Lettie quitta la pièce et je racontai à Harry ce que j’avais vu et ressenti, en lui demandant de noter la date, car je craignais qu’un malheur ne soit arrivé à George.
“Je vais noter cela dans mon calepin, Bob. Mais Lettie et toi avez dû avoir un peu froid, et c’est votre estomac ou votre imagination qui vous a induit en erreur – l’un et l’autre sont la même chose, tu sais. Du reste, en ce qui concerne le tableau, il n’y a là rien de particulier ! Il y a un crâne, bien sûr. Comme le dit Tennyson :
“Tout visage, aussi plein soit-il,
rembourré de chair et de graisse,
n'est que le modèle d'un crâne.”
Le crâne est là… tout comme, dans tout bon modèle, le nu est là, sous les costumes. Vous pensez que c’est une simple couche de peinture. Rien de tel ! L’art vit, monsieur ! C’est tout autant une vraie tête que la vôtre, avec tous ses muscles et ses os, exactement la même chose. C’est ce qui fait la différence entre l’art et la camelote.”

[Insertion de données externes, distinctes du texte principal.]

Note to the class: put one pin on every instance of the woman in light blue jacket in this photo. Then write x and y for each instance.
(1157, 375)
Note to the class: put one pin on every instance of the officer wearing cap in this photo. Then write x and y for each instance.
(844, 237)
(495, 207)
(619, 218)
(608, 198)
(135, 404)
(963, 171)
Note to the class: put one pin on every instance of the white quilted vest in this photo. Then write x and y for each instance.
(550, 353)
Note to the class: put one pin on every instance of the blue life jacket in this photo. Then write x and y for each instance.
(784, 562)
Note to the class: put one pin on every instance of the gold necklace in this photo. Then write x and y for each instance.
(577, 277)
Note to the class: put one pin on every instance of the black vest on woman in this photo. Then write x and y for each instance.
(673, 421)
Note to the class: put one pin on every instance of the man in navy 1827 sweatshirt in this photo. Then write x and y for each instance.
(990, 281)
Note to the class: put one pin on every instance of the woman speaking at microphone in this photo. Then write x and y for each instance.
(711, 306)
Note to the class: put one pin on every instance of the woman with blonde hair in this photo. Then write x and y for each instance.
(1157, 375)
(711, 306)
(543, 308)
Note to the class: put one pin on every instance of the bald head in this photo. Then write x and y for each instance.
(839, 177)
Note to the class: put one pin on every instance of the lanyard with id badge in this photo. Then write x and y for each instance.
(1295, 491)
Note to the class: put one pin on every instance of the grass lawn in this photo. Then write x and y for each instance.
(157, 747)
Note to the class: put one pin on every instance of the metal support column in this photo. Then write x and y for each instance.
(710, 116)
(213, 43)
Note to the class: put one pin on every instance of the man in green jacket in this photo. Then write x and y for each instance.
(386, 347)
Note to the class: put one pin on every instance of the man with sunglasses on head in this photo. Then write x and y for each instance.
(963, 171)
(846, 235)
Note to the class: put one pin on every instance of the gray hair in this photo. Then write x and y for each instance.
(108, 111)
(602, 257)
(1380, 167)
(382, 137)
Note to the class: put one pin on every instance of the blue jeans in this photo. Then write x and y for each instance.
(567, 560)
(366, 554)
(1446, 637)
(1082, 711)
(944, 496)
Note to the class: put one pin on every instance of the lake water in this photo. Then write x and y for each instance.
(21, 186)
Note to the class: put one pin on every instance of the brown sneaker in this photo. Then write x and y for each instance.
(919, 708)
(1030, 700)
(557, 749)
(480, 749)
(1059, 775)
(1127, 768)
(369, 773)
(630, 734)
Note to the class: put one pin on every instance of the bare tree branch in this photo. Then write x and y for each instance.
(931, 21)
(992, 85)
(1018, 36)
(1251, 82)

C’était la théorie préférée de Harry, qui n’était pas encore passé du stade de rêveur au stade de travailleur. Comme je n’avais pas envie de discuter avec lui, je laissai tomber le sujet après que nous ayons noté la date dans nos carnets. Lettie me fit savoir par un mot qu’elle ne se sentait pas bien et qu’elle était allée se coucher. Mon épouse descendit et me demanda ce qu’il s’était passé. Elle était en haut avec les enfants et était allée voir comment allait Lettie.
“Je pense qu’il était très imprudent de rester assis devant la fenêtre ouverte, mon chéri. Je sais que les soirées sont chaudes, mais l’air nocturne est parfois frais – en tout cas, Lettie semble avoir attrapé un violent rhume, car elle frissonne beaucoup. Je crains qu’elle n’ait pris froid avec les fenêtres ouvertes.”
Je ne lui dis rien sur le moment, si ce n’est que Lettie et moi avions ressenti un froid soudain ; je ne tenais pas à me lancer de nouveau dans une explication, car je voyais bien que Harry était enclin à se moquer de moi d’être si superstitieux.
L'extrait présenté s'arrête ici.